I received a promotional email from Apple today. Even though the email was well designed and contained engaging text, it still failed to get me to take the intended action. Why? Too many clicks, that’s why.
I admit that I am a fan of Apple products. As such, I will usually open and read every email they send my way. But with this particular campaign, Apple complicated the entire process by requiring me to jump through too many hoops.
Here’s What Happened:
The main action the email asked me to take was to click on a link to “get the facts about a Mac.” I thought this was a simple enough action to take, so I clicked the link. Clicking the link took me to a screen that required me to identify my university. This was unexpected; I thought I was going to get the facts about a Mac. A side note: This is where my frustration overcame my curiosity and I closed the email. I later came back to the email and went through the entire process only to write this post.
I complied with the request to identify my university. After entering my state and city name and then highlighting my university, I clicked the “Continue” button. Now I was finally ready to see some Mac facts, right?
Instead, I was given yet another screen.
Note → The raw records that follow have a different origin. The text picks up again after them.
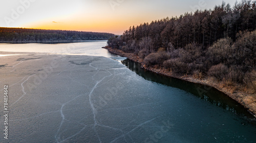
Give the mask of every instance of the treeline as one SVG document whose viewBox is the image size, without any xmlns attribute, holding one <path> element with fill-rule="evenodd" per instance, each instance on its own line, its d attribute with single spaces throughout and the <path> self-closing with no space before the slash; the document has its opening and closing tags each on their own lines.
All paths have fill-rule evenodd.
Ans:
<svg viewBox="0 0 256 143">
<path fill-rule="evenodd" d="M 256 91 L 256 1 L 186 13 L 133 26 L 108 45 L 144 59 L 147 66 L 197 78 L 214 77 Z"/>
<path fill-rule="evenodd" d="M 0 41 L 13 42 L 107 40 L 114 36 L 105 33 L 0 27 Z"/>
</svg>

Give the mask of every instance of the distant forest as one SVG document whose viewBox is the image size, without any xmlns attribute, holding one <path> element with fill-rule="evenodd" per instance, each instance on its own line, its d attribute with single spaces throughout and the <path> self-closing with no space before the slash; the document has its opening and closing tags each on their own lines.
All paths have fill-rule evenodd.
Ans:
<svg viewBox="0 0 256 143">
<path fill-rule="evenodd" d="M 51 41 L 108 40 L 114 35 L 105 33 L 0 27 L 0 42 L 36 42 Z"/>
<path fill-rule="evenodd" d="M 256 1 L 186 13 L 130 27 L 109 46 L 134 53 L 145 66 L 256 91 Z"/>
</svg>

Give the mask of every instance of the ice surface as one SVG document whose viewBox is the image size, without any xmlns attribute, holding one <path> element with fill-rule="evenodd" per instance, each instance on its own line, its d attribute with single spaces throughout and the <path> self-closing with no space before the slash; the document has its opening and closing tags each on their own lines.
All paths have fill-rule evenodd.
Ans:
<svg viewBox="0 0 256 143">
<path fill-rule="evenodd" d="M 146 80 L 109 58 L 18 55 L 2 59 L 0 65 L 5 65 L 0 67 L 0 84 L 9 85 L 10 109 L 9 137 L 0 138 L 1 142 L 255 139 L 255 128 L 234 115 Z M 3 116 L 0 119 L 4 128 Z"/>
</svg>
This time it was a shopping agreement form. After reading the small text, I clicked the “Agree” button.
Eureka! I had finally arrived at the Mac facts page.
So how many clicks did it take to reach the facts page? It took a total of five clicks and three different web pages. That’s a huge marketing no-no in my book!
What Should Have Happened:
I should have arrived at the facts page with only one click. Apple should have saved the other clicks (those asking for university information and the shopping agreement) after the facts page – when the email recipients have been given the benefits of a Mac and are more likely to buy.
If an Apple enthusiast, like myself, is unwilling to jump through all those hoops, would someone unfamiliar with Apple go through the trouble? I think not.